Ja, das ist hier auch so (Dokumente aus Deutschland oft nur 6 Woche gültig).
Und natürlich geht das, wenn man (das Land, der Staat) will - siehe mein Beispiel, wie schnell und einfach hier ein inländisches Führungszeugnis beantragt werden kann.
Gucky87 schrieb:Also bei meiner Bank bekomme ich im viertal Jahr lediglich einen per Post oder am Automaten für umme. Vom PC/Handy aus kann ich den alle 5 Minuten kostenlos anfordern.
Selbstverständlich, das ist bei mir nicht anders. Meine Antwort bezog sich darauf: Kontoauszüge brauche und will ich nicht auf Papier - diese fordere ich einfach vom PC aus übers Onlinebanking an wenn nötig (und so kommt auch eine monatliche Übersicht).

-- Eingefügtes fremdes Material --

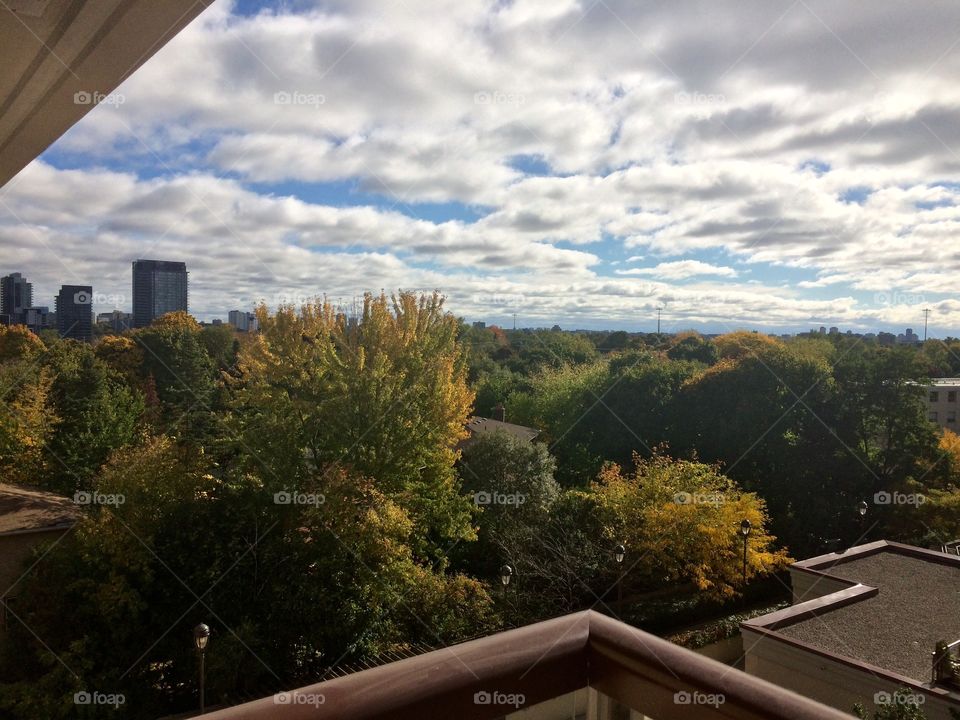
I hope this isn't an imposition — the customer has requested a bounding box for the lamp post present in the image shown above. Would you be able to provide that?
[193,623,210,715]
[613,543,627,613]
[857,500,868,542]
[740,518,752,588]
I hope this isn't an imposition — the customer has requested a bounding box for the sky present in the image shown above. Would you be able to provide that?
[0,0,960,337]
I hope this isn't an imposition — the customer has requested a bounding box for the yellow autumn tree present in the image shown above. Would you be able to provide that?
[713,330,783,360]
[231,293,473,556]
[592,453,790,598]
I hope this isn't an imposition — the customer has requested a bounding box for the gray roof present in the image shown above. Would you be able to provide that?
[458,415,540,448]
[0,483,80,535]
[777,547,960,683]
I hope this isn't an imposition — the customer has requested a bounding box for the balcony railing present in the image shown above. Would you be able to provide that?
[205,611,850,720]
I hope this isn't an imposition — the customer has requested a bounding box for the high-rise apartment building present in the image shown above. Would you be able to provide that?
[227,310,258,332]
[0,273,33,325]
[56,285,93,342]
[133,260,187,327]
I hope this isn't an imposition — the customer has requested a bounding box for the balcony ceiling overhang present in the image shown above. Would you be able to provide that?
[0,0,212,187]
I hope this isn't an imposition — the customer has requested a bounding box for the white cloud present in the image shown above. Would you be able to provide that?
[617,260,737,280]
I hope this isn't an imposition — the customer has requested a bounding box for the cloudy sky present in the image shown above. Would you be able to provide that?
[0,0,960,336]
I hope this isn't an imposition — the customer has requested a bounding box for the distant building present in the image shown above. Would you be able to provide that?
[0,273,33,325]
[926,378,960,432]
[56,285,93,342]
[23,305,55,335]
[97,310,133,333]
[897,328,920,345]
[457,404,540,450]
[133,260,188,328]
[227,310,258,332]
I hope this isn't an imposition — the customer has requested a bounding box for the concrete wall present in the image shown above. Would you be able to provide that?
[742,628,960,720]
[790,568,855,605]
[0,528,66,635]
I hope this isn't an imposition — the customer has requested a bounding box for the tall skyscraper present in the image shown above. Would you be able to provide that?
[56,285,93,342]
[0,273,33,325]
[133,260,187,327]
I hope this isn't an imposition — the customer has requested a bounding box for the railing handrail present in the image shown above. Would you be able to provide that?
[201,610,849,720]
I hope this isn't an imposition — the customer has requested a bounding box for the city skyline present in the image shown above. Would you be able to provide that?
[0,1,960,336]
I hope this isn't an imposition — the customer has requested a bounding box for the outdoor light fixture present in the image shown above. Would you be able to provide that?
[193,623,210,652]
[193,623,210,715]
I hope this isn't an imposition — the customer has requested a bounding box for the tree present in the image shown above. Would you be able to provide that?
[233,293,473,562]
[43,340,144,494]
[591,454,790,598]
[0,437,493,718]
[460,431,560,578]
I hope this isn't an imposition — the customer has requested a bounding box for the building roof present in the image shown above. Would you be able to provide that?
[458,415,540,448]
[930,378,960,386]
[0,483,80,535]
[744,541,960,684]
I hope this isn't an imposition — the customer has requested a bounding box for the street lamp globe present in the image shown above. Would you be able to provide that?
[193,623,210,652]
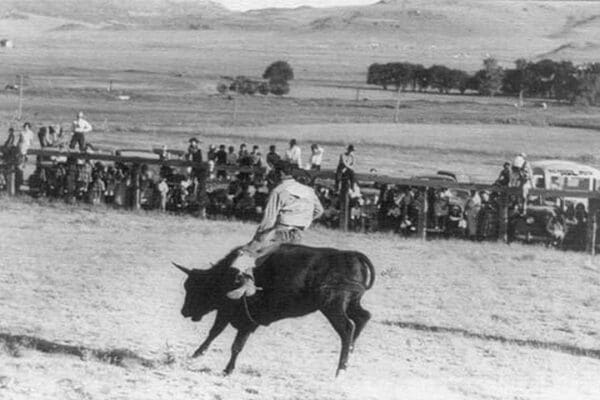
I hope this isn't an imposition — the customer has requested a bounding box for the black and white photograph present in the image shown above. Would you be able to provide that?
[0,0,600,400]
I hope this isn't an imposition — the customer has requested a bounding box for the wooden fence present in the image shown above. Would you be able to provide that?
[4,150,600,255]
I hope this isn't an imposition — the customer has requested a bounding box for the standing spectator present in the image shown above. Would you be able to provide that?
[17,122,34,158]
[15,122,34,191]
[215,144,227,179]
[69,111,92,152]
[335,144,356,190]
[4,126,17,148]
[494,162,510,187]
[75,160,92,199]
[227,146,238,165]
[90,172,106,206]
[185,138,202,163]
[158,177,169,212]
[465,190,481,240]
[509,153,533,214]
[206,144,217,162]
[267,144,281,169]
[186,138,202,179]
[310,143,324,171]
[285,139,302,168]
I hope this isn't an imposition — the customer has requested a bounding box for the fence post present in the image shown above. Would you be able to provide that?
[586,199,600,256]
[132,164,142,210]
[417,187,429,240]
[6,163,17,196]
[498,192,508,243]
[340,179,350,232]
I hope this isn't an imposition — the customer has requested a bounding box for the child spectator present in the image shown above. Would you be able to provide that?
[310,143,324,171]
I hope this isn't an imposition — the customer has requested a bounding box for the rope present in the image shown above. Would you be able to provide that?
[242,293,260,326]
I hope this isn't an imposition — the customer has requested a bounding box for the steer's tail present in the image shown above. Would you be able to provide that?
[356,251,375,290]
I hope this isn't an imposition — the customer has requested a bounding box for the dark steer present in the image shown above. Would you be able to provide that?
[175,244,375,375]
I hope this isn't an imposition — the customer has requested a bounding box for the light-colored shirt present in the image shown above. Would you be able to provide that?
[73,118,92,133]
[310,147,325,167]
[257,178,323,233]
[285,145,302,168]
[17,129,33,155]
[340,153,356,170]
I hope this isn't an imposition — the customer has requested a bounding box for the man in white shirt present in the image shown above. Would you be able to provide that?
[227,162,323,299]
[69,111,92,151]
[17,122,33,157]
[285,139,302,168]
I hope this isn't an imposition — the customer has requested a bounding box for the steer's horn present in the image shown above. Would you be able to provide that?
[171,261,192,275]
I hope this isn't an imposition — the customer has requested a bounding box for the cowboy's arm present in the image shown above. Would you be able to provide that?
[313,195,324,220]
[255,190,281,237]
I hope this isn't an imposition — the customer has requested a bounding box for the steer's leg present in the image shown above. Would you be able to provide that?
[192,312,229,358]
[223,329,252,375]
[348,299,371,352]
[321,294,355,376]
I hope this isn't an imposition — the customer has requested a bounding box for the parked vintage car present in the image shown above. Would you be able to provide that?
[531,160,600,209]
[412,171,471,236]
[509,205,567,247]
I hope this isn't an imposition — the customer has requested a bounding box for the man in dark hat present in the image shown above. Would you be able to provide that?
[227,161,323,299]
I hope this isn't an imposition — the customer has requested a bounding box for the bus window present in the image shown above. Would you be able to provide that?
[548,176,562,190]
[565,176,590,190]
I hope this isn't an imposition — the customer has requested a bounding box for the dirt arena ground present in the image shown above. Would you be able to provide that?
[0,199,600,399]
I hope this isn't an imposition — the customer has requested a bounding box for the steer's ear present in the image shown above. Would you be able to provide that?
[171,261,192,275]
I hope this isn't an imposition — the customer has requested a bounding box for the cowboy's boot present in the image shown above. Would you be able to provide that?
[227,268,256,300]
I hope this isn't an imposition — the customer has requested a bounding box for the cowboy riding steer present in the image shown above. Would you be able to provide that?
[175,244,375,375]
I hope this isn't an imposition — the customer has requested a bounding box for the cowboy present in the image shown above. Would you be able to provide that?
[69,111,92,152]
[227,161,323,299]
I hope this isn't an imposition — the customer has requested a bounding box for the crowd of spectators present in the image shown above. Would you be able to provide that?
[0,119,587,248]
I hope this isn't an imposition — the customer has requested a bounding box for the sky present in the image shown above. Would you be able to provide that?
[215,0,377,11]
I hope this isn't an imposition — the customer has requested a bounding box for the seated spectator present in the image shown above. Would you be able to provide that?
[227,146,238,165]
[284,139,302,168]
[250,145,262,168]
[433,188,450,230]
[238,143,248,163]
[267,144,281,169]
[158,177,169,212]
[309,143,324,171]
[494,162,510,187]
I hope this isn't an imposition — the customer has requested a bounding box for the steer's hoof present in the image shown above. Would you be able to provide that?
[192,349,205,358]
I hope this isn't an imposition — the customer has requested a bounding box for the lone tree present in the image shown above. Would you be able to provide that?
[475,57,504,96]
[263,61,294,84]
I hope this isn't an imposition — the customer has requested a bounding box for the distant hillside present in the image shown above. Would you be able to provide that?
[0,0,600,65]
[0,0,230,25]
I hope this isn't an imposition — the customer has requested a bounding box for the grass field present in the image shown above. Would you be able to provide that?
[0,199,600,399]
[0,0,600,400]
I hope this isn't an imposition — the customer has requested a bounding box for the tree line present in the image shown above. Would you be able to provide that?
[367,58,600,105]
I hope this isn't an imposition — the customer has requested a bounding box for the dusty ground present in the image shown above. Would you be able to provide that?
[0,199,600,399]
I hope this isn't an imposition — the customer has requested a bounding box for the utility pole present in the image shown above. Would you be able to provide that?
[17,74,23,121]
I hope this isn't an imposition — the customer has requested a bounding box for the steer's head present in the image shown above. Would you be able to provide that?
[173,263,224,322]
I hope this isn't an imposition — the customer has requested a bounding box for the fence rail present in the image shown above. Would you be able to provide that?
[4,149,600,255]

Gucky87 schrieb:Das geht mir allerdings genau so. Ich habe mich neulich z.B. für ein Programm registiert, das als "Cardware" bezeichnet war. Der Programmierer wollte lediglich ´ne Postkarte haben. Sowas mache ich doich dann gerne. Ich hoffe nur, ihm gefiel die Karte ein wenig, weil dafür nehme ich dann nicht nur ne 8015 Postkarte.